To simulate ischemia in cortical neurons in vitro, we established a novel model of ischemia-reperfusion injury incorporating multiple features of the ischemic cellular milieu, including severe hypoxia, lack of metabolic substrate (glucose-free), elevated [K+] to 8 mM, and elevated PCO2 with resultant acidosis (pH 6.8). These conditions were applied to cortical neurons cultured for 10 days on glass coverslips and placed in a sealed flow-through chamber, allowing continuous observation by digital imaging techniques, to monitor morphology and survival of neurons during 1 hour simulated ischemia followed by 2 hours of simulated reperfusion (re-exposure to oxygen- and glucose-containing physiological saline).
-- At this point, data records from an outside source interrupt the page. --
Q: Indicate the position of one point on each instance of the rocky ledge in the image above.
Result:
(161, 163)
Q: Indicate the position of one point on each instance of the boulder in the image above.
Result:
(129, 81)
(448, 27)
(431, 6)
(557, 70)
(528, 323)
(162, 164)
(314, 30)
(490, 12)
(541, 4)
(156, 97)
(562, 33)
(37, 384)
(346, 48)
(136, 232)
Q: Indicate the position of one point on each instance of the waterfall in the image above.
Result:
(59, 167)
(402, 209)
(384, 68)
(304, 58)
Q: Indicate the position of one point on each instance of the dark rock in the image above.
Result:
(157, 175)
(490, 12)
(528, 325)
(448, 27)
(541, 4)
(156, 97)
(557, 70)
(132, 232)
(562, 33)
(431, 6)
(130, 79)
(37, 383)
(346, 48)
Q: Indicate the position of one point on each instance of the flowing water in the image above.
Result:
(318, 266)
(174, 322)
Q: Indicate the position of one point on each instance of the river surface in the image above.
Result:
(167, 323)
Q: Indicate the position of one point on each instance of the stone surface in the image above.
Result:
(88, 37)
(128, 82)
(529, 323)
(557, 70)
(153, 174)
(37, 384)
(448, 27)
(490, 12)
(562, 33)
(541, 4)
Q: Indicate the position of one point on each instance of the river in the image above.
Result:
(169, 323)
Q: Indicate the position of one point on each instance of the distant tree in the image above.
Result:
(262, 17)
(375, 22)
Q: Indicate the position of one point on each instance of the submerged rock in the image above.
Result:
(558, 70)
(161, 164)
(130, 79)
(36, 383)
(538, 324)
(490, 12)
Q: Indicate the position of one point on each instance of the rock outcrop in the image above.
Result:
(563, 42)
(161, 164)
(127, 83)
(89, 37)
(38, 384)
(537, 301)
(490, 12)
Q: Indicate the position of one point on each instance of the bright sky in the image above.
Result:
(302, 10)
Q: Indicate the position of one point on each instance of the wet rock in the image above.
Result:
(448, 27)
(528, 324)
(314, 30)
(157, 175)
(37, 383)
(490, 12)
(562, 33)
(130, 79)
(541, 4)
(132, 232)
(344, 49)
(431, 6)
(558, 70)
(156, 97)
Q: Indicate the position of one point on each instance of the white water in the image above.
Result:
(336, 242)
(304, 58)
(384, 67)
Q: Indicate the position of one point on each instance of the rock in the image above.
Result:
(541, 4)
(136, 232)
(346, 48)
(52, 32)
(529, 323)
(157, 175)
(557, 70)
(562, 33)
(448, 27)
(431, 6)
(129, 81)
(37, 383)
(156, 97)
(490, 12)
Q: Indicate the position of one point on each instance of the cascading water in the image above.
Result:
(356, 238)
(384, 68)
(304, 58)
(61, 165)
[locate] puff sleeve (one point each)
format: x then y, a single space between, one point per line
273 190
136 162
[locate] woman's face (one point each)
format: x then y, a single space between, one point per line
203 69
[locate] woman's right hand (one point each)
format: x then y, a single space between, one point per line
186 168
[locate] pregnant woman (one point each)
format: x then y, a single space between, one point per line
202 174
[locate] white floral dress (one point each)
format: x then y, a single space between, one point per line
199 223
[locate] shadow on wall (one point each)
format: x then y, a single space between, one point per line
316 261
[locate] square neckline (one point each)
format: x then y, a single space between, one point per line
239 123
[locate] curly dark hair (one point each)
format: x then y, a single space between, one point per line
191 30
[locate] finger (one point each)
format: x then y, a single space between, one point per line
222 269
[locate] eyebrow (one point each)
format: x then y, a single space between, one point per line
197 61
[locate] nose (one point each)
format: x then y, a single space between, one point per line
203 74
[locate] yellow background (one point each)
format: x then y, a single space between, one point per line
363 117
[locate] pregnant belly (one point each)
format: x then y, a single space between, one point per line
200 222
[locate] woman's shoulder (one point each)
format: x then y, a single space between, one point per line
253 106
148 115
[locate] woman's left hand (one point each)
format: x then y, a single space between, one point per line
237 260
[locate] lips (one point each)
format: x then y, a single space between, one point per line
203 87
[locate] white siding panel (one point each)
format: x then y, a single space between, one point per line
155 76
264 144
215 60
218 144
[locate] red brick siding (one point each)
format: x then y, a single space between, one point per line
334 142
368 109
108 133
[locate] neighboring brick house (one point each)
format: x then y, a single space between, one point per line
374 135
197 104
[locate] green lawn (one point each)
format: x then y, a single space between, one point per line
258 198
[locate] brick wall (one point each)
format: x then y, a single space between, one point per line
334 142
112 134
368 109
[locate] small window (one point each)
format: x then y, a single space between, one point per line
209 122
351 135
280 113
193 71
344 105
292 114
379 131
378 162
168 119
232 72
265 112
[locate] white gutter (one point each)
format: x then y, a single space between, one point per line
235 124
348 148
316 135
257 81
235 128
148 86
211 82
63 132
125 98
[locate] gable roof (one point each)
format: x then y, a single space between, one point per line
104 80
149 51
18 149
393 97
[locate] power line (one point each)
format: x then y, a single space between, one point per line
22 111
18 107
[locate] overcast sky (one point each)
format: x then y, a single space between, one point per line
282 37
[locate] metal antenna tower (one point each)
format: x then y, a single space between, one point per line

While neuronal morphology was monitored with phase-contrast imaging, the appearance of nuclear propidium fluorescence, indicating loss of somatic membrane integrity, was used as an unequivocal marker of cell death. Two distinct phases of cellular injury were observed (Figure 1): during ischemia itself, subtle morphological changes of cellular swelling and cytoplasmic lucency could be detected in some cells, but very few neurons underwent completion of necrosis as marked by propidium uptake. However, upon reperfusion with oxygenated, glucose-containing physiological saline buffer, somatic swelling and neuritic beading occurred more prominently, and completion of neuronal death proceeded, with the appearance of nuclear uptake of propidium in many of the neurons. At 2 hours of reperfusion after simulated ischemia, 36 ± 8 % of neurons were dead by this criterion, as compared to 5 ± 3 % dead in controls perfused continuously with physiological saline for the same duration (see Figure 1B).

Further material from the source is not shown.